No Amazonas, a mudança no nível das águas também pode elevar o custo de abastecimento em localidades do interior, onde combustíveis, alimentos e materiais de construção dependem do transporte fluvial.
O que aconteceu no Amazonas durante a seca de 2024
A preocupação atual remete à crise ambiental de 2024, quando os 62 municípios do Amazonas decretaram situação de emergência em razão da seca severa e das queimadas. Naquele período, a redução dos rios dificultou a navegação, isolou comunidades, prejudicou o abastecimento e contribuiu para episódios de fumaça intensa em diversas cidades.

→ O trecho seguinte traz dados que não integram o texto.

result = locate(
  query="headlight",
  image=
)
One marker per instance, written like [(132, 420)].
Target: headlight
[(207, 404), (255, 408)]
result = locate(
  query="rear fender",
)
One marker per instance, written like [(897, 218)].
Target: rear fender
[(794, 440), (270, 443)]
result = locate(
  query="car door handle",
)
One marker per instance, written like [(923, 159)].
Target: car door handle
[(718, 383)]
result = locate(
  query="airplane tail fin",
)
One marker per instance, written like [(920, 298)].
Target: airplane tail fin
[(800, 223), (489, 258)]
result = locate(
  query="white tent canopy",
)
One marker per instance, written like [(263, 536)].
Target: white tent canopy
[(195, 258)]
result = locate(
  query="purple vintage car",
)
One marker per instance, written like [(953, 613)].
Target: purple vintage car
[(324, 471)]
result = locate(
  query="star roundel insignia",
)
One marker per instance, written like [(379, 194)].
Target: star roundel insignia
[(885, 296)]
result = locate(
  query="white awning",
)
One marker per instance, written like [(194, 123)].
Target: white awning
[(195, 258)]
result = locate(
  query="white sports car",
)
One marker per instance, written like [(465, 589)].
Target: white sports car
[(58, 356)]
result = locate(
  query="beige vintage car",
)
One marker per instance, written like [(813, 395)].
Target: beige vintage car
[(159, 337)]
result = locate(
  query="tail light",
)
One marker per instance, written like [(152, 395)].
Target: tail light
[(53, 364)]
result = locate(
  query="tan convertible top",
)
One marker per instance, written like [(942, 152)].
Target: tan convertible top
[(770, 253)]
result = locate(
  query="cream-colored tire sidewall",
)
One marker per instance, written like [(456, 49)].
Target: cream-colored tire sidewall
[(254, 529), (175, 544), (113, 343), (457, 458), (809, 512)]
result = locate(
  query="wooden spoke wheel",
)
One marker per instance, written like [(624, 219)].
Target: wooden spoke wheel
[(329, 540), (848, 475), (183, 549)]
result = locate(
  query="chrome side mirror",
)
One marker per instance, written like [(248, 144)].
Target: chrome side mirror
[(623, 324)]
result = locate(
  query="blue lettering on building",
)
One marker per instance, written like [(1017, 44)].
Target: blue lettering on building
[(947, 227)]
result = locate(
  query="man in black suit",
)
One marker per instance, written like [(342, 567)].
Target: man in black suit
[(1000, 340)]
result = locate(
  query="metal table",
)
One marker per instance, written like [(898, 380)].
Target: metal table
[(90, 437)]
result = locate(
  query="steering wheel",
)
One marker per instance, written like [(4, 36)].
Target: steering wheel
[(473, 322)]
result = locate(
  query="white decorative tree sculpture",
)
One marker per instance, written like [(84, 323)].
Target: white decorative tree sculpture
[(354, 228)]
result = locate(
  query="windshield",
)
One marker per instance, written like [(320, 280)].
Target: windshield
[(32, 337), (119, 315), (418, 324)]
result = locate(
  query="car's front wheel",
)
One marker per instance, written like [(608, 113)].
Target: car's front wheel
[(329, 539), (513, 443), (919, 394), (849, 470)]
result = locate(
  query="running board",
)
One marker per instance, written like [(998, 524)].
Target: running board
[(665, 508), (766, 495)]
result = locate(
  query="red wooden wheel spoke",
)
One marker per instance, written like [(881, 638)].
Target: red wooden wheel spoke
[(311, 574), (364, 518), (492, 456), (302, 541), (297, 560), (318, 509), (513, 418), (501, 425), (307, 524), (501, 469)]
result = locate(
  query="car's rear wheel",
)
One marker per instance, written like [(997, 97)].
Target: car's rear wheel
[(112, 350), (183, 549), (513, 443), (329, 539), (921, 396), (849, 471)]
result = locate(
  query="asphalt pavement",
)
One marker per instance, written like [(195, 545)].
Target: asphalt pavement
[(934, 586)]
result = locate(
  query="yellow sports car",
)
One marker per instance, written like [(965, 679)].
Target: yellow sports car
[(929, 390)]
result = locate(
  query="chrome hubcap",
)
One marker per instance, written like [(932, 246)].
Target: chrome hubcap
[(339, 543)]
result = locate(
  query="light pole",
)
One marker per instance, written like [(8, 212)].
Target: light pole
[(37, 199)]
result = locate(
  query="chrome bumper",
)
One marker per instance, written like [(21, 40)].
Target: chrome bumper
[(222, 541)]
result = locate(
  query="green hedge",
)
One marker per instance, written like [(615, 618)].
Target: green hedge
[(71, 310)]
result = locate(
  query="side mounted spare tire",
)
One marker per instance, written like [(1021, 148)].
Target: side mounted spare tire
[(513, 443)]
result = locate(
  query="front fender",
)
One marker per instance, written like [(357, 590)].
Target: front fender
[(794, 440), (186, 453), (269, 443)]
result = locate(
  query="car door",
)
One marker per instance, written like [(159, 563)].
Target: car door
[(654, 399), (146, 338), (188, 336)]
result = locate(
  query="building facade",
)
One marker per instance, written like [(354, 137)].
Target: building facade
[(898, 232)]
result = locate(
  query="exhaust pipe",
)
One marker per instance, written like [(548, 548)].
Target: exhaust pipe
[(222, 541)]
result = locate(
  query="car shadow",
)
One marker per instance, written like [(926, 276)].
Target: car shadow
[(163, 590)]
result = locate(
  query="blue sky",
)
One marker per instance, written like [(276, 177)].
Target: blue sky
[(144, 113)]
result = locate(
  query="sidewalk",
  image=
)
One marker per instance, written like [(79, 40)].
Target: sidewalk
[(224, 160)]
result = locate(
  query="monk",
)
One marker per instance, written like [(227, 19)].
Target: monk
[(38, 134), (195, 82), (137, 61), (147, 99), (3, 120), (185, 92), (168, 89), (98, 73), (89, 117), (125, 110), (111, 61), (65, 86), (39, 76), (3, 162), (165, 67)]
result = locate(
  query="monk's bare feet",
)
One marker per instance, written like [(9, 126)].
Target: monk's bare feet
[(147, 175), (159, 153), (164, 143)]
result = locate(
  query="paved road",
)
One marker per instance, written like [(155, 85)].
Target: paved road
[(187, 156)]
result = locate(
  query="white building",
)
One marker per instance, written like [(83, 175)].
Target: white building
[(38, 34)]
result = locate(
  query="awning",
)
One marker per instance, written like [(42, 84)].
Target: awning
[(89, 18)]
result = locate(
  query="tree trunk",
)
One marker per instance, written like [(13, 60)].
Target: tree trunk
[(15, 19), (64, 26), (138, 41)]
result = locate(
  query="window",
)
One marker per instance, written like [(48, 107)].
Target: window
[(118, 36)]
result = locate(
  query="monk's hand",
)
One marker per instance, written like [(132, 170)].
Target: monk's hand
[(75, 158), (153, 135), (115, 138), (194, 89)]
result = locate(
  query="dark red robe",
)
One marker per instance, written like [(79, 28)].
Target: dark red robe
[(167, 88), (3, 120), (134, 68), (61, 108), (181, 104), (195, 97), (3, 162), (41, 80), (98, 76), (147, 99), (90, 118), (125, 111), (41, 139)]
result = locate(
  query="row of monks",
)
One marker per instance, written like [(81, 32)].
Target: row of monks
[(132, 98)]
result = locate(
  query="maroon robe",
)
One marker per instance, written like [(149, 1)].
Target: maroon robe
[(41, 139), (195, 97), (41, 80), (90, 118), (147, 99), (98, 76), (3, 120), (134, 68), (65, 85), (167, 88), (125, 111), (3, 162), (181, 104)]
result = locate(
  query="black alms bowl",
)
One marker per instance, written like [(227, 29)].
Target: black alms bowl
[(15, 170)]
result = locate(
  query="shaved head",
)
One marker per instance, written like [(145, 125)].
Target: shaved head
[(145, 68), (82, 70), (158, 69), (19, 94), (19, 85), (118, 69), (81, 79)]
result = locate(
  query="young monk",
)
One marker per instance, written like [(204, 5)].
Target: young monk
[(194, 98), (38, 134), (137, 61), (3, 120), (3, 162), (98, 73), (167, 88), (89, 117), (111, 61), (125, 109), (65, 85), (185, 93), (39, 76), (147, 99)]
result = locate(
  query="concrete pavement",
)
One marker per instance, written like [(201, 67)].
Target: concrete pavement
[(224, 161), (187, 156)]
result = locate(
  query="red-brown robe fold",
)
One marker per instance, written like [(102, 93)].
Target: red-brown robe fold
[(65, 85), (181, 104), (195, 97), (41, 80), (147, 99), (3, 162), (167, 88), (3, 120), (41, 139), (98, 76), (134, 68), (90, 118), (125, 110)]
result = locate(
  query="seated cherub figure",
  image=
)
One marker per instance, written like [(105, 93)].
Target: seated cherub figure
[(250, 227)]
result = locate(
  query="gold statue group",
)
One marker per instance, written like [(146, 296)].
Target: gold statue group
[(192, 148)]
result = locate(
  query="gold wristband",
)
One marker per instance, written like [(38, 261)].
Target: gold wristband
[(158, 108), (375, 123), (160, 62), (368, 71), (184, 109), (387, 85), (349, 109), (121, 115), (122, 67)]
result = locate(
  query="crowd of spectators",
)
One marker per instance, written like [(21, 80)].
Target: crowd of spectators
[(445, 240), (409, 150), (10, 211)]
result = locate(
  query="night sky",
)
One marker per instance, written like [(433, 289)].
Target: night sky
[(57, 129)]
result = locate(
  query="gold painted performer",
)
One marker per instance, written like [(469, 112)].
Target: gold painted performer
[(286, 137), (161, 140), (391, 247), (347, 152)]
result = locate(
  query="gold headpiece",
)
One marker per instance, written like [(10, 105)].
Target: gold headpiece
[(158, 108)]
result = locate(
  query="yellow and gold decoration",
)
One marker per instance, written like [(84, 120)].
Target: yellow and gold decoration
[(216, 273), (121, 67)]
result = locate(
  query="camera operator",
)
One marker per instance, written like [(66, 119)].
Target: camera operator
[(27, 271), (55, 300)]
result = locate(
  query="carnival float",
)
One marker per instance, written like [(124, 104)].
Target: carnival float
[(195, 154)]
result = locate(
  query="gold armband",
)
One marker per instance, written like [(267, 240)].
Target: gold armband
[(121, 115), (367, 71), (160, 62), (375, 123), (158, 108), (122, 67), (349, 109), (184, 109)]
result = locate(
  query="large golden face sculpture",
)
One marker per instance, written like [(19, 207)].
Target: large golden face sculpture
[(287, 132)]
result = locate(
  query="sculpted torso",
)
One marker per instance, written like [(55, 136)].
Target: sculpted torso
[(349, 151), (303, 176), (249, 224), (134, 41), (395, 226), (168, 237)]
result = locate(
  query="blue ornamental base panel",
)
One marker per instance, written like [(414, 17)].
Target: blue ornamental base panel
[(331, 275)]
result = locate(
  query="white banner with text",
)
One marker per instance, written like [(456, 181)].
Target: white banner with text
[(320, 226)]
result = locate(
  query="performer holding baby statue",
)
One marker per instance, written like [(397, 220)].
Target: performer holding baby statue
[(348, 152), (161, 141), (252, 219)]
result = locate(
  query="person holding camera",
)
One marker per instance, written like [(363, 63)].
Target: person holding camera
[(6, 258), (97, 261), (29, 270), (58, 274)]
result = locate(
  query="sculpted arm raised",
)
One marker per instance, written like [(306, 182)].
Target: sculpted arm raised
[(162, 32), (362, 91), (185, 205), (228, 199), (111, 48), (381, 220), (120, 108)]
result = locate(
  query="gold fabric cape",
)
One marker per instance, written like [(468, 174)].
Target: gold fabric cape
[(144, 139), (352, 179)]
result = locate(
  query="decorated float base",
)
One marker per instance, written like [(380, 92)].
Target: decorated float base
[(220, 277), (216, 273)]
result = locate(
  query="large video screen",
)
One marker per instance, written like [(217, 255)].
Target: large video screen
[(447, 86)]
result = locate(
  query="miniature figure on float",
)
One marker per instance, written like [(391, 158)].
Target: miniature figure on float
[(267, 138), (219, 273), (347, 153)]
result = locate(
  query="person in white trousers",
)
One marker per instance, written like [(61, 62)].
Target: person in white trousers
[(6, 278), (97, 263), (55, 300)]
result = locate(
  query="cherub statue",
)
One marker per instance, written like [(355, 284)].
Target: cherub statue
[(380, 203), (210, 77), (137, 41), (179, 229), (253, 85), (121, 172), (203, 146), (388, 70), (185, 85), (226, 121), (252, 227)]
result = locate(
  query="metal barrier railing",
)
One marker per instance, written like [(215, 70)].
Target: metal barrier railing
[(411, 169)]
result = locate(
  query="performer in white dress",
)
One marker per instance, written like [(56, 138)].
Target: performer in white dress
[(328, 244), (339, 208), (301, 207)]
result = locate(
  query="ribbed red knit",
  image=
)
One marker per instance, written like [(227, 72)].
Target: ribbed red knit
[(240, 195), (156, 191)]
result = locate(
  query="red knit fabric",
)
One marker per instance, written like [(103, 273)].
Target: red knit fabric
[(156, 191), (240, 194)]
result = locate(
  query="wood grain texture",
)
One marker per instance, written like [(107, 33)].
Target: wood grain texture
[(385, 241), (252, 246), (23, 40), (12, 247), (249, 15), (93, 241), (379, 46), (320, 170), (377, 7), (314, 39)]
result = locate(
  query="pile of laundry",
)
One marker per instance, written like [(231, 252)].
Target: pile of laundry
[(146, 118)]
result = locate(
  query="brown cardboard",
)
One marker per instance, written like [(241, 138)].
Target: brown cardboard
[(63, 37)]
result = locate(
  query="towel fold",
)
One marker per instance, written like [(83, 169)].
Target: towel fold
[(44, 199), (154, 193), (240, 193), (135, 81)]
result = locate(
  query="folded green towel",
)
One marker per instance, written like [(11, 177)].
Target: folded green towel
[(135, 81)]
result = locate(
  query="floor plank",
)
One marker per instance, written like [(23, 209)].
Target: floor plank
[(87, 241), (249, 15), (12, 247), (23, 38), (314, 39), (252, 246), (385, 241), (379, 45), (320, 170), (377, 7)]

A repetição de condições de calor extremo reforça a necessidade de ações preventivas, como monitoramento de focos de incêndio, apoio a brigadas, fiscalização de queimadas ilegais e planejamento para o transporte de suprimentos ao interior.
O que moradores podem fazer durante o período de calor e fumaça
Em Manaus e em municípios do interior, moradores podem reduzir riscos à saúde e ajudar a evitar novos focos de incêndio.
- Evite queimar lixo, folhas secas ou restos de poda;
- Não descarte bitucas de cigarro em áreas com vegetação;
- Mantenha crianças, idosos e pessoas com doenças respiratórias longe da fumaça;
- Beba água ao longo do dia e evite exposição prolongada ao sol;
- Procure atendimento de saúde em caso de falta de ar, chiado no peito ou piora de sintomas respiratórios;
- Acione os órgãos competentes ao identificar incêndios ou queimadas de grandes proporções.
Para a população amazonense, o alerta climático exige atenção antes que a estiagem avance. A prevenção depende tanto de medidas do poder público quanto da redução de queimadas provocadas por ação humana, especialmente em áreas urbanas e rurais próximas à floresta.